そう・・・私は、誰のためでもなく自分のために、生きる責任を負い、義務を履行し、権利を行使しているのだ。
“誰かのため”は結果の実であり、私は、誰かのために頑張るような殊勝な人間ではない。
もっと言えば、“誰かのため”も結局は自分のため。
自分のためだから頑張れる・・・一人きりの戦いである。

浴室とは裏腹に、部屋の方は整理整頓・清掃が行き届いてきれいだった。
リアルな生活感の中、死に支度を整えていたような形跡はなく、故人は、死の間際まで日常の生活を営んでいたよう。
つまり、そこからは、故人が “まだまだ生きるつもりだった” “ギリギリまで生きようとしていた”ということが伺えた。
故人は 生きることの苦しさ・辛さと戦っていた・・・
七輪・練炭を手元に用意したのは、ずっと以前のことなのか、近日中のことだったのか知る由もなかったけど、どこか“心の保険”“心の武器”のようなつもりで用意していたのかもしれない・・・
そんなことを頭で想像すると、その胸の内には 生きることと格闘した故人を労うような同志的な想いが湧いてきた。
そして、それは“俺は この仕事で生きてるんだ”“俺なら この風呂をきれいにできるはずだ”という想いに変化し、くたびれた中年男一人の身体に故人の力が加わるような感覚を覚えたのだった。


自死は敗北ではない・・・
もちろん勝利でもない・・・
いうなれば戦線離脱・・・
戦闘責任・戦闘義務・戦闘権の放棄・・・
私は、そういう風に思っている。
そして、肯定できるものではないけど、一部かもしれないけど、その気持ちはわかる。

人生、一日一日が戦い。
人は一人で生きていけないものではあるけど、一人で生きていかなければならないものでもある。
誰かに悩みを打ち明けたり、誰かと悲しみを分かち合ったりすることで、癒されたり・励まされたり・救われたりすることはある。
しかし、究極的には孤独なもの。
過去の後悔・現在の不満・未来の不安、自分の不運・弱さ・愚かさ、自分を押しつぶそうとするモノと一人で戦いながら生きていかなければならない。

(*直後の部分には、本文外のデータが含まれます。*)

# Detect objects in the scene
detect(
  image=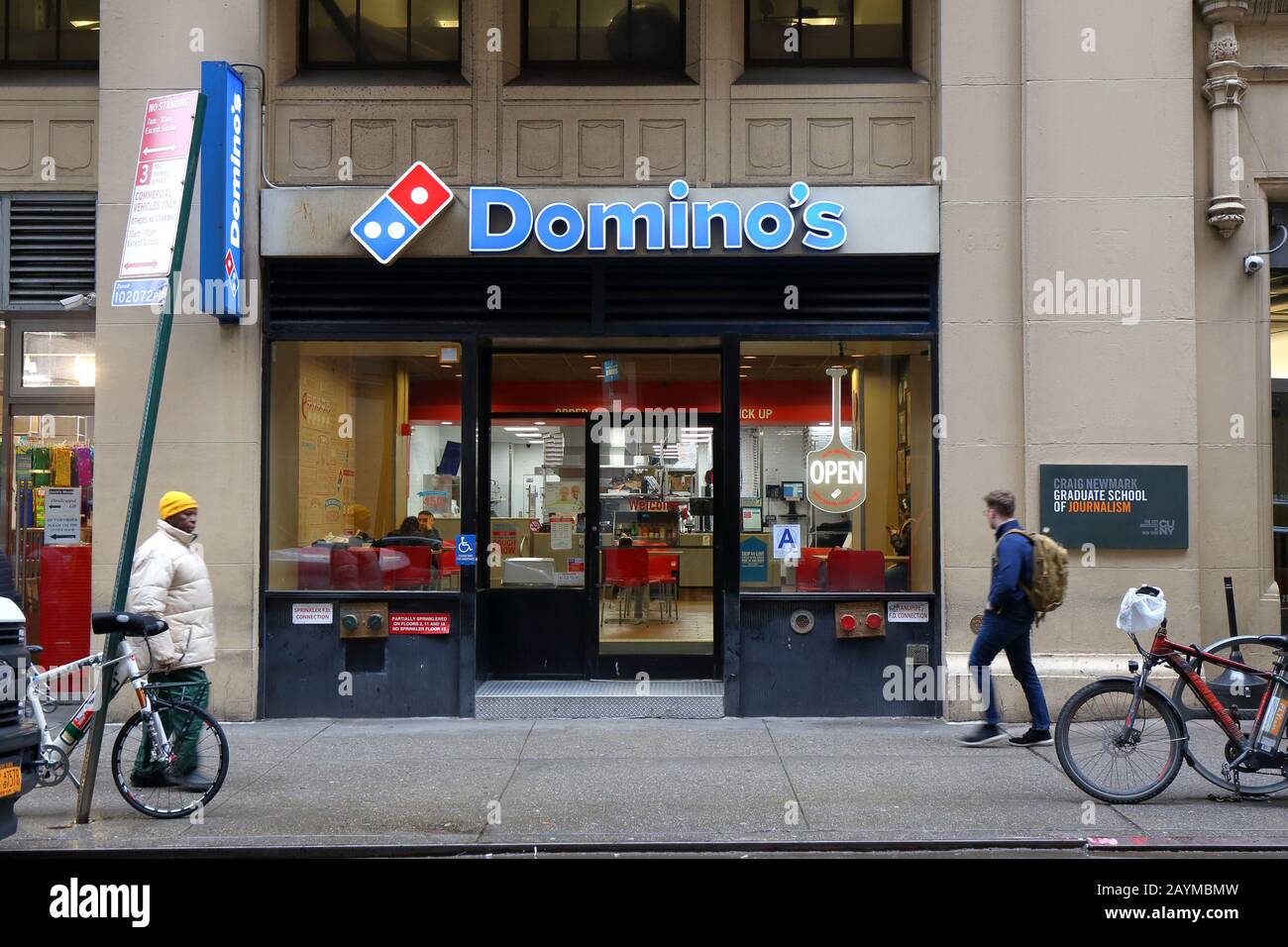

そんな人生では、生きていることがツラくなるときがある。
生きることが面倒臭いことのように思えてしまうことがある。
でも、死にたいわけではない。
私は生きたい・・・・・精一杯生きたい・・・・・間違いなくそう思っている。
だから、悩みながら、苦しみながらも、涙と汗で飯を得て、それを喰う。

私は、一つ一つの現場で一人一人の死痕を消しながらも、その生痕に残る生きる力を与えてもらっているのかもしれない。
そして、それが、人生の個人戦を戦い抜くための力になっているのかもしれない。

約四半世紀、これに携わって生きてきた私は、先逝人が見せてくれた戦いの痕跡、そして、これから見ることになるであろう戦いの痕跡を一助に これからも この小さな人生を精一杯生きていこうと思うのである。